Northern Ireland is being penalised by the Treasury for not endorsing welfare reforms passed by Westminster in February 2013.

The Treasury's so-called fines reflect how much the benefits budget in Northern Ireland should have fallen by if welfare reforms had been implemented.

As this has not happened, the Treasury is instead taking the equivalent sum from departmental budgets. This amounts to £114m of fines in next year's budget.

How did the Stormont House Agreement affect welfare changes?

The Stormont House Agreement looked to have found a way out of the welfare impasse. The Agreement between the five main parties included mitigating measures with an estimated cost of £564m over six years.

The vast majority of that related to the replacement of Disability Living Allowance (DLA) with Personal Independence Payments (PIP).

Stormont's Welfare Reform Bill would give the Department for Social Development (DSD) the power "to make payments to persons who suffer financial disadvantage as a result of the changes to social security benefits and tax credits".

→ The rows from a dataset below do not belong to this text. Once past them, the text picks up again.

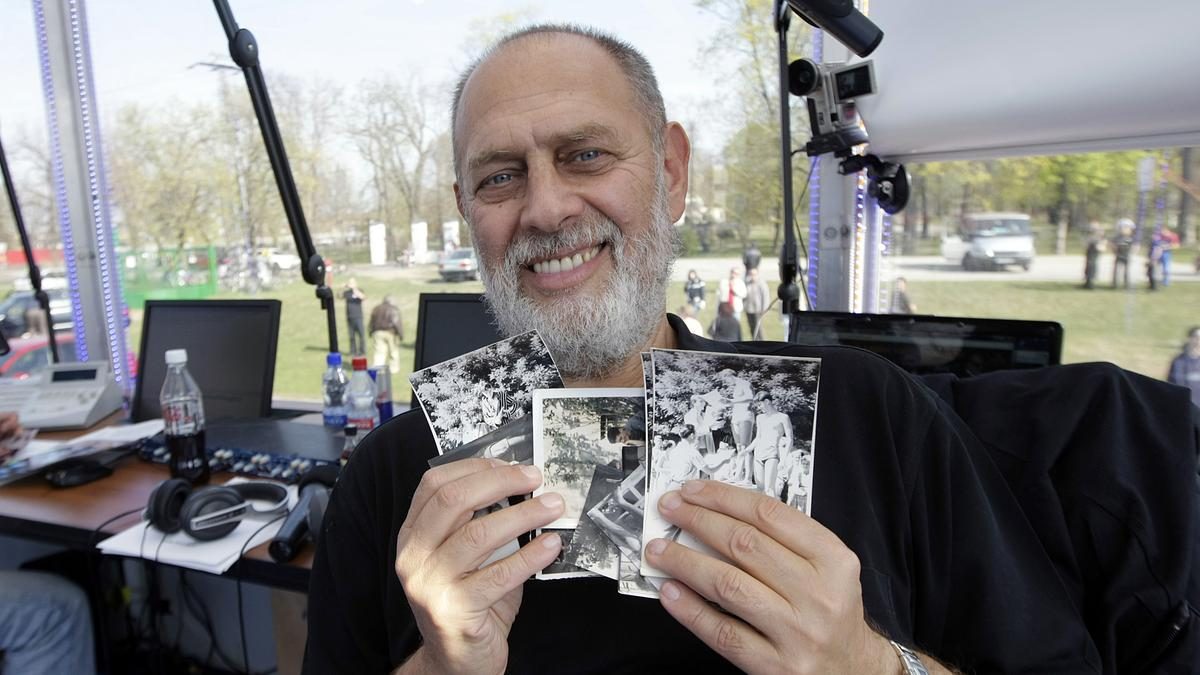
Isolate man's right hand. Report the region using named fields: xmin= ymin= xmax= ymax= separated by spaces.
xmin=396 ymin=459 xmax=564 ymax=673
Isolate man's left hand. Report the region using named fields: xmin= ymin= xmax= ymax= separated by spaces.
xmin=646 ymin=480 xmax=900 ymax=673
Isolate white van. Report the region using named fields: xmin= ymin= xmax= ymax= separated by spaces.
xmin=942 ymin=213 xmax=1036 ymax=270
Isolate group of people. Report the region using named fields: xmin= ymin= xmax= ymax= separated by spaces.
xmin=652 ymin=370 xmax=812 ymax=507
xmin=1084 ymin=217 xmax=1180 ymax=291
xmin=679 ymin=251 xmax=772 ymax=342
xmin=342 ymin=276 xmax=404 ymax=374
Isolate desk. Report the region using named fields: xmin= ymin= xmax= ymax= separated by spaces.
xmin=0 ymin=416 xmax=313 ymax=592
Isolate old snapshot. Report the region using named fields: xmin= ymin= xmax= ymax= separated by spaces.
xmin=533 ymin=389 xmax=646 ymax=530
xmin=409 ymin=331 xmax=563 ymax=454
xmin=641 ymin=350 xmax=821 ymax=577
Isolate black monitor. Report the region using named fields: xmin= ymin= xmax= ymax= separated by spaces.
xmin=132 ymin=300 xmax=280 ymax=422
xmin=788 ymin=312 xmax=1062 ymax=377
xmin=413 ymin=293 xmax=504 ymax=371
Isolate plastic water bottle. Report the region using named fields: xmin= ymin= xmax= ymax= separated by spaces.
xmin=158 ymin=350 xmax=209 ymax=485
xmin=320 ymin=352 xmax=350 ymax=429
xmin=346 ymin=357 xmax=379 ymax=435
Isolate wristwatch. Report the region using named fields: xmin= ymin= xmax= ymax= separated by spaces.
xmin=889 ymin=640 xmax=929 ymax=675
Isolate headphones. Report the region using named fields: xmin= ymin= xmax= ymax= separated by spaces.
xmin=144 ymin=478 xmax=288 ymax=542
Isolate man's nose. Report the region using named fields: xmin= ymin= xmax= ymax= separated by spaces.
xmin=521 ymin=162 xmax=583 ymax=232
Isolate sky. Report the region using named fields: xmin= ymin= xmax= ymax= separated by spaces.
xmin=0 ymin=0 xmax=720 ymax=154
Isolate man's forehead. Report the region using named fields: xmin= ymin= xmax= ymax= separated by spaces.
xmin=452 ymin=32 xmax=634 ymax=154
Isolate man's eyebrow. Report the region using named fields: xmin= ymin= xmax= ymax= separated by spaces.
xmin=467 ymin=124 xmax=617 ymax=173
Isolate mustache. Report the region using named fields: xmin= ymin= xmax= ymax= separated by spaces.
xmin=504 ymin=214 xmax=624 ymax=270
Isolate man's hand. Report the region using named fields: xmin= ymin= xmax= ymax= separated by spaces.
xmin=646 ymin=480 xmax=900 ymax=674
xmin=396 ymin=459 xmax=564 ymax=673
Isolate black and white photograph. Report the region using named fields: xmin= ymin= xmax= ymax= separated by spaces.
xmin=408 ymin=331 xmax=563 ymax=454
xmin=563 ymin=466 xmax=625 ymax=580
xmin=534 ymin=527 xmax=596 ymax=581
xmin=641 ymin=350 xmax=821 ymax=577
xmin=430 ymin=414 xmax=533 ymax=467
xmin=532 ymin=388 xmax=646 ymax=530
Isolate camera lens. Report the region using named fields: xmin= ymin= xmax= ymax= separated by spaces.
xmin=787 ymin=59 xmax=821 ymax=96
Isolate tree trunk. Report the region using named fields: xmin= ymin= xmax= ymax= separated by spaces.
xmin=1175 ymin=148 xmax=1196 ymax=244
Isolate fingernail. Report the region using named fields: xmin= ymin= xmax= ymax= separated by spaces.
xmin=646 ymin=539 xmax=667 ymax=555
xmin=659 ymin=491 xmax=683 ymax=510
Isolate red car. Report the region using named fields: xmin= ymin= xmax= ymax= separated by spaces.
xmin=0 ymin=333 xmax=79 ymax=380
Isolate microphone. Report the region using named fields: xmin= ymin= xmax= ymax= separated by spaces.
xmin=266 ymin=465 xmax=338 ymax=562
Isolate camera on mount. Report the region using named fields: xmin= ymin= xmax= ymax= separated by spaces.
xmin=787 ymin=59 xmax=875 ymax=157
xmin=787 ymin=59 xmax=910 ymax=214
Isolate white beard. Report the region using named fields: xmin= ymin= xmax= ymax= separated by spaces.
xmin=480 ymin=173 xmax=678 ymax=378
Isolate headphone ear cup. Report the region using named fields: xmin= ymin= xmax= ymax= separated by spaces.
xmin=179 ymin=485 xmax=245 ymax=542
xmin=146 ymin=478 xmax=192 ymax=534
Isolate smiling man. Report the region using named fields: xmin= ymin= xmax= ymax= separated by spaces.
xmin=305 ymin=26 xmax=1099 ymax=674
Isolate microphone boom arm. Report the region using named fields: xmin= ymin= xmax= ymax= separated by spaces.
xmin=0 ymin=132 xmax=59 ymax=363
xmin=212 ymin=0 xmax=338 ymax=352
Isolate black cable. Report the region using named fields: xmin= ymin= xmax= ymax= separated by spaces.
xmin=236 ymin=512 xmax=287 ymax=675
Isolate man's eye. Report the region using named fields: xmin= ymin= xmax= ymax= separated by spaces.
xmin=480 ymin=173 xmax=512 ymax=187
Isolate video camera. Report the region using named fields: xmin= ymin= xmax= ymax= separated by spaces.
xmin=787 ymin=59 xmax=876 ymax=157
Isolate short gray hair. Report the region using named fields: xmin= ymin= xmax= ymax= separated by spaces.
xmin=450 ymin=24 xmax=667 ymax=183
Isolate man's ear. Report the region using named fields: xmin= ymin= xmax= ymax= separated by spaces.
xmin=662 ymin=121 xmax=691 ymax=222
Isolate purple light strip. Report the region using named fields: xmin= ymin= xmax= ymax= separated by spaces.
xmin=34 ymin=0 xmax=89 ymax=362
xmin=70 ymin=0 xmax=126 ymax=383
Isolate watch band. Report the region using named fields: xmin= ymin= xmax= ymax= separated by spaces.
xmin=889 ymin=640 xmax=929 ymax=675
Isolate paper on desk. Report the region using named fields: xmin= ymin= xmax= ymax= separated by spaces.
xmin=97 ymin=478 xmax=296 ymax=574
xmin=0 ymin=419 xmax=162 ymax=485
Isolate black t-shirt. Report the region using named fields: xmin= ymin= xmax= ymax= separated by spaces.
xmin=305 ymin=316 xmax=1099 ymax=674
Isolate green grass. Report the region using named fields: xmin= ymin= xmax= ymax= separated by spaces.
xmin=130 ymin=270 xmax=1180 ymax=400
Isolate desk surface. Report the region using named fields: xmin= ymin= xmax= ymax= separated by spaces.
xmin=0 ymin=418 xmax=313 ymax=591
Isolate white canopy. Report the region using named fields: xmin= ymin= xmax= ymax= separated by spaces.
xmin=854 ymin=0 xmax=1200 ymax=162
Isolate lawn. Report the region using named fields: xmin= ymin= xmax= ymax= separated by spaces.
xmin=130 ymin=270 xmax=1185 ymax=400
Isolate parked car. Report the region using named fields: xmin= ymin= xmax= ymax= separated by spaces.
xmin=438 ymin=249 xmax=479 ymax=281
xmin=0 ymin=331 xmax=79 ymax=380
xmin=0 ymin=288 xmax=74 ymax=339
xmin=942 ymin=213 xmax=1037 ymax=270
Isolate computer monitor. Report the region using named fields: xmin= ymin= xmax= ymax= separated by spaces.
xmin=790 ymin=312 xmax=1062 ymax=377
xmin=413 ymin=293 xmax=503 ymax=371
xmin=133 ymin=300 xmax=282 ymax=422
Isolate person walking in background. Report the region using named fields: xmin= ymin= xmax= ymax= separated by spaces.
xmin=1084 ymin=221 xmax=1104 ymax=289
xmin=342 ymin=276 xmax=367 ymax=354
xmin=744 ymin=268 xmax=770 ymax=340
xmin=708 ymin=303 xmax=742 ymax=342
xmin=716 ymin=267 xmax=746 ymax=319
xmin=371 ymin=295 xmax=404 ymax=375
xmin=1166 ymin=325 xmax=1200 ymax=407
xmin=742 ymin=241 xmax=762 ymax=279
xmin=1112 ymin=217 xmax=1133 ymax=288
xmin=1154 ymin=227 xmax=1180 ymax=288
xmin=679 ymin=305 xmax=704 ymax=338
xmin=890 ymin=276 xmax=917 ymax=313
xmin=683 ymin=269 xmax=704 ymax=312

That is supposed to involve setting up five mitigation schemes covering DLA as well as the changes to tax credits, housing benefit and jobseekers allowance.

What happened next?

In December, Sinn Féin was fully on board, having received reassurances from the Department for Social Development (DSD).

The party said that as far as it was concerned, these figures showed the money was enough to provide full protection for current and future benefit claimants.

However, this was met with scorn by the DUP.

Former Stormont Finance Minister Sammy Wilson said it would be "impossible" to offer that sort of protection.

First Minister Peter Robinson said that "nobody with two brain cells to rub together" could have thought the Supplementary Payment Fund would cover all claimants.

Sinn Féin was keen to point out that in January, the social development minister - Mervyn Storey of the DUP - told the assembly that no-one in Northern Ireland would be "adversely affected" by welfare changes.

Mr Storey said he was referring to one specific element of the changes, relating to universal credit.

By February the sheen was coming off the deal for Sinn Féin. The party said the proposals for protecting claimants were "well short" of what they thought had been agreed.

Deputy First Minister Martin McGuinness elaborated on his party's position in an interview with RTÉ in March.

He said it was only clear this month that the £125m Supplementary Payment Fund would not be enough to offer the level of protection his party wants.

He said the DSD had now indicated that it would take in the region of "over £200m" on top of the existing £125m to resolve the problem.

The DUP said the Sinn Féin ask was impossible to offer and would cost an extra £300m.

What impact would the Welfare Reforms have on the budget ?

In 2015/16 the Treasury had planned to impose a £114m "fine" on Stormont for not implementing welfare changes.

This implies that the Treasury believes welfare reforms should save £114m.

However, Finance Minister Arlene Foster has warned that without welfare reform, the entire Stormont House Agreement will unravel, depriving the executive of new borrowing powers which are supposed to pay for a public sector redundancy scheme.

She said that will create an initial £600m hole in the budget.

Mrs Foster said she would not bring forward a Budget Bill on that basis.